September 19, 2018

Stephanie Ruhle, like most women in this country, is having a hard time finding the words. It hits us all differently, in different times, in different ways, but as her co-host, Ali Velshi, read the opening segment of the deep dive into their examination of who Mark Judge was, Ruhle was thunderstruck.
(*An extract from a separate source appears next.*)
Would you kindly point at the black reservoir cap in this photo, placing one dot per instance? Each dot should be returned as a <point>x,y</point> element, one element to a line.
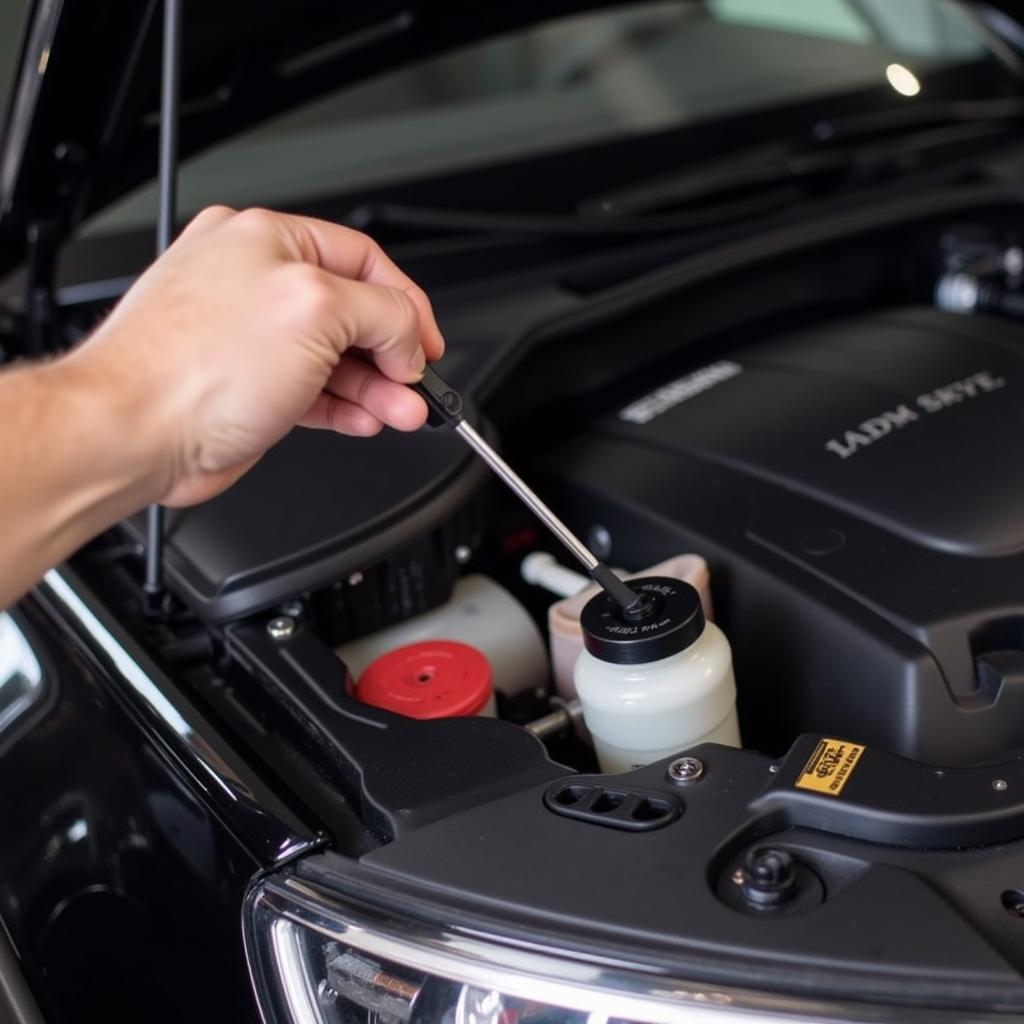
<point>674,624</point>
VELSHI: But judge's own writings recount hazy drunken partying including a bachelor party featuring a music teacher, students chugging beer, and all of them being, quote, entertained by the stripper. His other book, entitled wasted tales of a genx drunk, talk about a Bart O'Kavanaugh getting drunk and vomiting in the back seat of a car, leading to speculation that the passage uses a pseudonym for Brett Kavanaugh. And Judge's high school yearbook quote appears to endorse violence against women, and at least one other caption in the yearbook seems to make light of the issue, all things Judge would have had control over as the yearbook's caption editor. Later in life according to Judge, he found the error of his ways getting sober, getting back into religion and briefly teaching at Georgetown University, but he also advocated for a quote, ambiguous middle ground when it comes to consent and what he called, quote, the wonderful beauty of uncontrollable male passion. It's the discrepancy in judge's defense of Kavanaugh that they were good Catholic private school boys just playing sports and doing school work against his other writings about the same time where Judge says he drank heavily, quote, lusted after girls, and his views on how men should treat women. All of this could make things like this quote Kavanaugh made in 2015 reflecting on a saying that he and his classmates had take on new meaning.

After Velshi read Judge's quote about the "wonderful beauty of uncontrollable male passion," you can hear Ruhle in the background saying quietly, "Oh, my god." (1:44 in the video) They play that damning 2015 video of Kavanaugh joking to alum that what happens at Georgetown Prep stays at Georgetown Prep, When the camera comes back to Velshi and Ruhle, she is still recovering.

VELSHI: That's what he said.

RUHLE: I'm just taken. One more time. The wonderful beauty of uncontrollable male passion.

VELSHI: Of uncontrollable male passion. Yeah.

When they bring in the reporter from The Washington Post, Avi Selk, who wrote the profile on Mark Judge, they ask him for the cliff notes version of his view on women. It's Selk who first characterizes Judge as the Men's Rights Activist type. Ruhle has gathered herself to begin going on the offensive in her analysis of Judge.

SELK: The cliff notes is he's never used the words, but the type of person that are sometimes referred to disparagingly as men's rights activists. He writes about his notion of femininity and masculinity, whereas masculinity is a man being a man, that quote about unbridled male passion, he's a fan of, you know, movie scenes of guys, you know, violently taking women and doing things to them.

VELSHI: All right.

RUHLE: Maybe all that self-loathing is why he got blackout drunk so often.

BOOM.

Stephanie Ruhle wasn't done. The three of them discussed the absurd discrepancies between Judge's own written and verbal descriptions of his high school and college days, and whether or not he attended the party and in the room where Ford alleges Kavanaugh assaulted her. Ruhle zeros in on his official public reticence.

RUHLE: And so we understand, Mark Judge is saying that this didn't happen, but he's not willing to testify, is that the case?

SELK: That's correct. Mark Judge is not willing to testify. He's given a very short statement, a couple to reporters, a couple to the Senate saying, "I have no recollection of this," and "respect my privacy."

RUHLE: Respect my privacy except he came out and made a statement, so which one is it, Mark?

BOOM #2.

Selk then talked about the difficulty of getting through to Mark Judge to get more information from him.

SELK: I don't think that he's talking to reporters much anymore. I think he's written his letter to the Senate, and you know, in the Senate Republicans' words, he said what he's going to say, and the Republicans don't think there's any need to bring him out and put him under oath.

RUHLE: Well, he said what he said, but not under oath.

Ruhle, along with every other woman on earth except, perhaps, Mika Brzezinski and Danielle Pletka knows Mark Judge and Brett Kavanaugh are both full of sh*t. She makes the point at the end, why would Professor Ford name Mark Judge as the other person in the room, "knowing he wasn't her ally, he wasn't on her team?" Ali Velshi agreed, saying, "So, why would she name him if she knows that he's going to be Brett Kavanaugh's ally?" What possible motive would she have to lie about this?

At the end of the segment, though, Ruhle still came back to the unbelievable misogyny of Judge's MRA-ish sensibilities. "I am so tongue tied over what this man has said. His uncontrollable male passion. It's unbelievable. And it should be celebrated."

It's tough to come to grips with the deep hatred so many men in power feel towards women. It left a seasoned television journalist stuttering on her show today. It left a 15-year-old girl silent about her assault for 36 years.